Numerical Investigation of 3D Distribution of Mining-Induced Fractures in Response to Longwall Mining

Extraction of coal mine methane is widely used in complex geological conditions. It does not only effectively prevent potential gas disasters, but it also alleviates energy crisis of the world. However, the high-efficiency extraction of coal mine methane is positively correlated with accurate positioning of mining-induced fracture-rich areas (relatively intensive fracture areas), which is yet to be fully understood (in particular on a 3D scale). In this paper, a simple fracture constitutive model was incorporated within a continuum code, and an innovative approach to fracture generation was proposed to get the fracture morphology. First, the code was tested against the uniaxial compression and true 3D experiments and it was shown to be capable of simulating fracture initiation and propagation on either 2D or 3D scale. This code then was used successfully to 3D longwall mining, and the numerical results were well in keeping with the field monitoring and physical modeling. The numerical results revealed that the fractured zones exhibit a 3D elliptic paraboloid shape, and mining-induced shear fractures, which dominated over the tensile fractures, had a 3D annular shape above the overlying strata, whereas a ribbon shape was observed for tensile fractures.
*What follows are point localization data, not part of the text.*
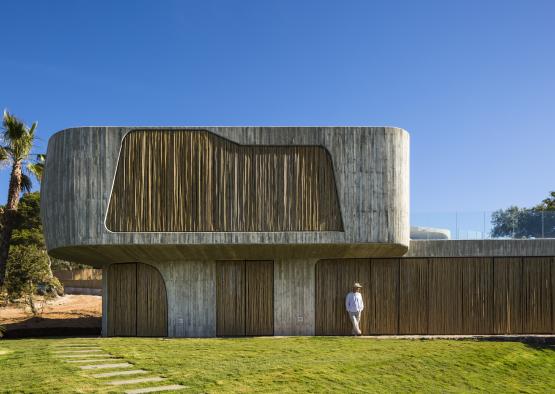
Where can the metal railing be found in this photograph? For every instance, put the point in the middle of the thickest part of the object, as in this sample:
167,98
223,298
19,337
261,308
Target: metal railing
511,223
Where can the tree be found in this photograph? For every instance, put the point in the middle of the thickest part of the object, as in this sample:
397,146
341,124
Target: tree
515,222
17,142
27,230
28,271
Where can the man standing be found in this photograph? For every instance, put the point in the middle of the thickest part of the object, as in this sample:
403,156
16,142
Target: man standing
354,305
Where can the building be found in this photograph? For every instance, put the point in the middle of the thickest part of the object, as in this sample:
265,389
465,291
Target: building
217,231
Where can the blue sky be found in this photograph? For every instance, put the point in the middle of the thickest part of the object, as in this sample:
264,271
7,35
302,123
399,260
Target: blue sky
472,81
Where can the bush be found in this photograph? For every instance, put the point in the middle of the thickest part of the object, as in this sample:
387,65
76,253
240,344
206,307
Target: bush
28,273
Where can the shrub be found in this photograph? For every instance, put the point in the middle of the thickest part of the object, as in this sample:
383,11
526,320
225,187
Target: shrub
28,273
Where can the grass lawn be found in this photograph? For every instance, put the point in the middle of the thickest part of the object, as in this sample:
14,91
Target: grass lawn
301,364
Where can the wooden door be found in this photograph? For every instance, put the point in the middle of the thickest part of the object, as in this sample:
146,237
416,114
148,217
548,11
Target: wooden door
259,296
152,306
230,298
122,300
137,302
244,298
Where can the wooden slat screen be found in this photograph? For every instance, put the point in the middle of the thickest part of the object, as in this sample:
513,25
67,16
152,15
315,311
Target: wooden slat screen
475,295
259,285
244,297
383,294
413,290
137,301
152,305
445,302
122,300
230,298
193,180
536,295
507,285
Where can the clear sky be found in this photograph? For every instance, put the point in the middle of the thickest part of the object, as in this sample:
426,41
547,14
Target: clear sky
472,81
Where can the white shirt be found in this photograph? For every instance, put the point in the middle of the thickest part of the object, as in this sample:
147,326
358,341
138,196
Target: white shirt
353,302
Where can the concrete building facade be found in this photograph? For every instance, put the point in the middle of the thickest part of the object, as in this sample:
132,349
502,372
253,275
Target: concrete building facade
217,231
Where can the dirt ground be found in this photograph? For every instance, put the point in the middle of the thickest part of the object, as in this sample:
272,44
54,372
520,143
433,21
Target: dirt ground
66,307
70,314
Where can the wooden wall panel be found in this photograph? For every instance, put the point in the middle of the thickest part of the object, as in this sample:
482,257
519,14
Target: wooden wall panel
259,298
122,300
152,304
187,180
413,293
384,293
477,295
230,298
445,307
507,295
294,297
536,295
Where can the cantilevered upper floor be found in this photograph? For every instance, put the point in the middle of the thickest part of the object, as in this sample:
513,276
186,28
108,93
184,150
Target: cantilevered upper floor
115,194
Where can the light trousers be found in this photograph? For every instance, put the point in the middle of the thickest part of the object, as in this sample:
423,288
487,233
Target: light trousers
355,320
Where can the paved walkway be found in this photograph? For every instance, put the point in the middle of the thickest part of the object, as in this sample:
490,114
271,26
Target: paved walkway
109,369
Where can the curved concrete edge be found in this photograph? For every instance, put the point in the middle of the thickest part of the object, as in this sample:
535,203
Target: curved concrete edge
101,255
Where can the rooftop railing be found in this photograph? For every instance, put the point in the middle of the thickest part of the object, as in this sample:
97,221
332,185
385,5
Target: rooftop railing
511,223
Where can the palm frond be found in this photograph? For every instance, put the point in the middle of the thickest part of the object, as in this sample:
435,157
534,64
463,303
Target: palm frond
17,136
26,183
13,127
4,153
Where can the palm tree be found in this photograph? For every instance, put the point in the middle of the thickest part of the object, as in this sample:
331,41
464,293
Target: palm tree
17,142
A fracture-rich area was formed gradually at the center (exactly closer to the cut) above the gob, implying that the collapse mainly occurred in the gob roof rather than in the gob sidewall. The strengthening effect of mining-induced fractures on the permeability in longitudinal direction was markedly stronger than in transverse directions. The obtained results also suggest that the mining direction should be parallel to the maximum horizontal stress. Overall, the proposed model provides a promising tool for solving 3D complex engineering issues.